In 2019, Russia’s Almaz-Antey Concern unveiled the Tor-E2, a “new generation” family of the Tor system capable of detecting targets at 32 km and engaging four simultaneously. Armed with 16 9M338KE missiles, the system features an expanded engagement range and altitude of 16 and 12 km.13

Naval and Arctic Variants

Russia operates a navalized version of the Tor, the 3K95 Kinzhal (NATO: SA-N-9 Gauntlet) on several surface ships.14 In addition, Russia introduced in 2018 the Tor-M2DT, a version of the Tor-M2 built a DT-30 articulated tracked chassis. Optimized for arctic and harsh terrains, the Tor-M2DT entered Russian service in 2019.15


The Tor system has been popular on the export market. Over 7 countries operate Tor-M1 variants, including Greece, China, Iran, Belarus, Azerbaijan, Armenia, Egypt, Ukraine and Cyprus.16 In 2000, Greece took delivery of 21 Tor-M1 units from Russia. China has also bought a large quantity of Tor-M1 units since 2000, which became the eventual basis of its reverse-engineered HQ-17 system.
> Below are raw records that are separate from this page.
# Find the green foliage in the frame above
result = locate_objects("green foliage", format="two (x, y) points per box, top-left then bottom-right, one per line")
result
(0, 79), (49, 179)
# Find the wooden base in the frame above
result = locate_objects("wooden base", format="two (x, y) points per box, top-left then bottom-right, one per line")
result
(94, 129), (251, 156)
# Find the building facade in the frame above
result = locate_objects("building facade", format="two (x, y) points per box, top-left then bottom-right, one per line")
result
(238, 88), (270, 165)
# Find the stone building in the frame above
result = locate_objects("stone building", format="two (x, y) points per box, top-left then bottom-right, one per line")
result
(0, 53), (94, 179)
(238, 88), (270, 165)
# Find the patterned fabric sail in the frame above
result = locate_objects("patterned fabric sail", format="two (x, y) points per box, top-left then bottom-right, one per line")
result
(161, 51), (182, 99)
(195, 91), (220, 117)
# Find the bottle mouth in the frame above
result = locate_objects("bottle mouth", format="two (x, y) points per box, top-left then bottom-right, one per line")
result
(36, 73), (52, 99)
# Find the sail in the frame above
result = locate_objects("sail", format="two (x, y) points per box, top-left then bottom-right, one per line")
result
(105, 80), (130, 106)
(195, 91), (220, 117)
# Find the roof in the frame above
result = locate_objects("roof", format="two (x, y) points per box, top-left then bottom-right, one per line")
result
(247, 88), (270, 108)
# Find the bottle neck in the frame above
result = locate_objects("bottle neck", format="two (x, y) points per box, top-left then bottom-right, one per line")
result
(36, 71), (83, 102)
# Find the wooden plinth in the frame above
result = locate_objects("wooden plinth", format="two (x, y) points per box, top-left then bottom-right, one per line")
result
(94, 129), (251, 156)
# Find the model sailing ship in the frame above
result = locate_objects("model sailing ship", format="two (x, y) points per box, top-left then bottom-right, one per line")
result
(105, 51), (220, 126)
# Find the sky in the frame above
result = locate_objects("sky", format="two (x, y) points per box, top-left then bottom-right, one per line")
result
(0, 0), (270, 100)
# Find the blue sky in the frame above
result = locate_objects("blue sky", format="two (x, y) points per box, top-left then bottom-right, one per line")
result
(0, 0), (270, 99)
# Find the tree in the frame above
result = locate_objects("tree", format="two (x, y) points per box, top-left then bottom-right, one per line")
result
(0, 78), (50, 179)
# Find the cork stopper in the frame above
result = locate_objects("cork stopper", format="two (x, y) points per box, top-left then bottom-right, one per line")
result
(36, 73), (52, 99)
From 2005-2007, Russia sold 30 Tor-M1 systems to Iran for over $1 billion.17 In 2019, Russia took delivery of its sixth battalion of Tor-M2 systems and signed a $1.57 billion contract to deliver additional Tor-M2 and -M2DT systems from 2019 and 2027.18 Armenia received its latest batch of Tor-M2KM systems in December 2019.19

In January 2020, U.S. intelligence implicated an Iranian Tor-M1 for the January 8 downing of Ukraine International Airlines Flight 752 as it departed  Tehran’s Imam Khomeini Airport on January 8, 2020.